KEEP’s Executive Director, Mrs. Brenda Brewer Moore, informed participants that often teachers attend workshops, but after absorbing all of the rich materials presented to improve their teaching skills, particularly reading, they would instead go back to the classrooms without applying the new techniques they learned from the workshop.20180719_094904

The training took place in two parts, with teachers being grouped into two, including those from Central C2 and Morweh, who were being trained in the second stage, while teachers from Educational Districts Central C1, Timbo and Yarnie, were being trained in the first stage, during three days in Cestos City.

The six-day training covered topics such as, “Understanding the National Curriculum, Lesson Planning, Preventing Behavioral Problems, Consonant Digraph and Blends, and Designing Teaching Aid/Effective Use of the Chalkboard.”

Amos D. Doe, Ministry of Education Master Trainers in Reading, who also served as a regional coordinator and facilitated the workshop, commended KEEP for taking such training opportunity to the county.

Mr.

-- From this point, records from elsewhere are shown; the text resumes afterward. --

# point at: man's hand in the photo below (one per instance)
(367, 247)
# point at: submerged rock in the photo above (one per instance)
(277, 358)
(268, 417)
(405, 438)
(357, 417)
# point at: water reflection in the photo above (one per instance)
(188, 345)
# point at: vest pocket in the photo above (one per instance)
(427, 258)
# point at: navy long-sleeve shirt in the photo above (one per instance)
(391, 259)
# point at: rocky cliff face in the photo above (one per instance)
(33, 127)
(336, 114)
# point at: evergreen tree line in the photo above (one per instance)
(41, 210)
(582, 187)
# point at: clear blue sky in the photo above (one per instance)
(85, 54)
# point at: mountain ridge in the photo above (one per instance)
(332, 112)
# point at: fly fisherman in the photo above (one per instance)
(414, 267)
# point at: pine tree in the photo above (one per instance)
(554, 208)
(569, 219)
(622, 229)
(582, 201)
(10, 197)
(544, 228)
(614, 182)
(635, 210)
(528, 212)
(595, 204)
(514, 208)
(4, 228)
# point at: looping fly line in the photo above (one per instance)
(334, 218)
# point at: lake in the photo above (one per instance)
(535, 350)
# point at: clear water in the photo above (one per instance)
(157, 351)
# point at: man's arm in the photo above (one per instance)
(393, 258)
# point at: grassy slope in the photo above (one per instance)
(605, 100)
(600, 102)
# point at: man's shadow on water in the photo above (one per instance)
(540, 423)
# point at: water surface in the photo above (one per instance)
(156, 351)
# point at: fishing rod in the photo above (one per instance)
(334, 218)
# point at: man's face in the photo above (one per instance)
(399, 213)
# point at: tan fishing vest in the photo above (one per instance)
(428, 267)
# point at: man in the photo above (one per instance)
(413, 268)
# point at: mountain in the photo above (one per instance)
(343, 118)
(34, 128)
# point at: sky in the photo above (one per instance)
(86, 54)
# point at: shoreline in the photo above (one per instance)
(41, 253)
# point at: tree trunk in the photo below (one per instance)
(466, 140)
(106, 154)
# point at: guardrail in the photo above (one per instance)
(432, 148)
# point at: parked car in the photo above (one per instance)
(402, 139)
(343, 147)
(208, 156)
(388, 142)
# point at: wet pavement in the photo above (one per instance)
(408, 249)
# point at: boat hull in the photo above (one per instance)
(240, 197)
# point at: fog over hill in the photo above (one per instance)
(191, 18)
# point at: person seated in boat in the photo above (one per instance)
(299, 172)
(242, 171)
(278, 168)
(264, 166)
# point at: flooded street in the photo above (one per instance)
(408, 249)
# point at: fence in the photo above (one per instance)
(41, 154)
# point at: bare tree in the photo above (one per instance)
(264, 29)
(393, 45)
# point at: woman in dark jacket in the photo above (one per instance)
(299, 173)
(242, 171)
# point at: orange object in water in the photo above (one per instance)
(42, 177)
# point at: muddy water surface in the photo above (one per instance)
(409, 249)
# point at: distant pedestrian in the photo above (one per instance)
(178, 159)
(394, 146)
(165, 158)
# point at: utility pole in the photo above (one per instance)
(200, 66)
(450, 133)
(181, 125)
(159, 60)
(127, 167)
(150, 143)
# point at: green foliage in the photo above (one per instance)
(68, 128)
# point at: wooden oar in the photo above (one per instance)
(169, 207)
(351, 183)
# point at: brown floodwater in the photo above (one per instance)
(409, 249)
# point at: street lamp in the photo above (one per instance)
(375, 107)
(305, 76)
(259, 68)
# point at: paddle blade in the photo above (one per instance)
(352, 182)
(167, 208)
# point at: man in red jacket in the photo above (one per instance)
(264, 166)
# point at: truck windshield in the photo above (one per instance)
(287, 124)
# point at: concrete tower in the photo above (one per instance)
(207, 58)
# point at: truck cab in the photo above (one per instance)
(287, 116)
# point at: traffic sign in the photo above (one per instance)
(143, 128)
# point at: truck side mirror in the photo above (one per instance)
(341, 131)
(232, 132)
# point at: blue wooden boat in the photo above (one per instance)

Doe said that the coming of KEEP is crucial, especially as the new national reading curriculum is a good start for River Cess County.

The National Reading Curriculum was recently revised and over the past few years, authorities of the Ministry of Education have been making efforts to not only clean up the system of ghost names, but also ensure that teachers are qualified and capable of imparting quality education to their students.

With this in mind, KEEP has for the past three years been conducting regular teacher training in Reading.

Meanwhile, this training cycle brings to 80 the number of teachers trained in Reading and teaching methods, with the first two held in Montserrado and Gbarpolu counties.

This one year rural training is made possible through the partnership of UNICEF Liberia and funding from the Indian Government.